À ne considérer que la densité de l’air, qui est plus grande à la surface de la terre que dans tout autre point de l’atmosphère, on serait porté à croire que la plus grande action du vent devrait être aussi à la surface de la terre, et je crois que cela est en effet ainsi toutes les fois que le ciel est serein ; mais lorsqu’il est chargé de nuages, la plus violente action du vent est à la hauteur de ces nuages, qui sont plus denses que l’air, puisqu’ils tombent en forme de pluie ou de grêle. On doit donc dire que la force du vent doit s’estimer, non seulement par sa vitesse, mais aussi par la densité de l’air, de quelque cause que puisse provenir cette densité, et qu’il doit arriver souvent qu’un vent qui n’aura pas plus de vitesse qu’un autre vent, ne laissera pas de renverser des arbres et des édifices, uniquement parce que l’air poussé par ce vent sera plus dense. Ceci fait voir l’imperfection des machines qu’on a imaginées pour mesurer la vitesse du vent.

Les vents particuliers, soit qu’ils soient directs ou réfléchis, sont plus violents que les vents généraux. L’action interrompue des vents de terre dépend de cette compression de t’air, qui rend chaque bouffée beaucoup plus violente qu’elle ne le serait si le vent soufflait uniformément ; quelque fort que soit un vent continu, il ne causera jamais les désastres que produit la fureur de ces vents qui soufflent, pour ainsi dire, par accès : nous en donnerons des exemples dans l’article qui suit.

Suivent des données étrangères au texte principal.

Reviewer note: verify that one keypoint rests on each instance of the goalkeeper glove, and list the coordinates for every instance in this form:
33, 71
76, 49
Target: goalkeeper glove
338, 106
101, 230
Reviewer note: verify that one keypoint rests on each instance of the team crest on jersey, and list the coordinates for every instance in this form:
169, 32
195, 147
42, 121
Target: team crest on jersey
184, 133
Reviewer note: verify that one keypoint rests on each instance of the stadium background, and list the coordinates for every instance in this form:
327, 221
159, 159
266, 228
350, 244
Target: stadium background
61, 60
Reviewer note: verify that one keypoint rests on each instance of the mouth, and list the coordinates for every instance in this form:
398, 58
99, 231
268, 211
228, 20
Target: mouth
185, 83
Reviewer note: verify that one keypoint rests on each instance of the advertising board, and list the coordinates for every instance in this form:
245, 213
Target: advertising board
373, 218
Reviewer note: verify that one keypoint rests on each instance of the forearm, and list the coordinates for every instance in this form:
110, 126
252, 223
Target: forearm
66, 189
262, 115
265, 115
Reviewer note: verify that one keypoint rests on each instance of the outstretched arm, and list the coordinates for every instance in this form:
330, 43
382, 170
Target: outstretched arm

On pourrait considérer les vents et leurs différentes directions sous des points de vue généraux, dont on tirerait peut-être des inductions utiles : par exemple, il me paraît qu’on pourrait diviser les vents par zones, que le vent d’est, qui s’étend à environ 25 ou 30 degrés de chaque côté de l’équateur, doit être regardé comme exerçant son action tout autour du globe dans la zone torride ; le vent de nord souffle presque aussi constamment dans la zone froide que le vent d’est dans la zone torride, et on a reconnu qu’à la Terre-de-Feu et dans les endroits les moins éloignés du pôle austral où l’on est parvenu, le vent vient aussi du pôle ; ainsi l’on peut dire que, le vent d’est occupant la zone torride, les vents de nord occupent les zones froides ; et à l’égard des zones tempérées, les vents qui y règnent ne sont, pour ainsi dire, que des courants d’air, dont le mouvement est composé de ceux de ces deux vents principaux qui doivent produire tous les vents dont la direction tend à l’occident ; et à l’égard des vents d’ouest, dont la direction tend à l’orient, et qui règnent souvent dans la zone tempérée, soit dans la mer Pacifique, soit dans l’Océan Atlantique, on peut les regarder comme des vents réfléchis par les terres de l’Asie et de l’Amérique, mais dont la première origine est due aux vents d’est et de nord.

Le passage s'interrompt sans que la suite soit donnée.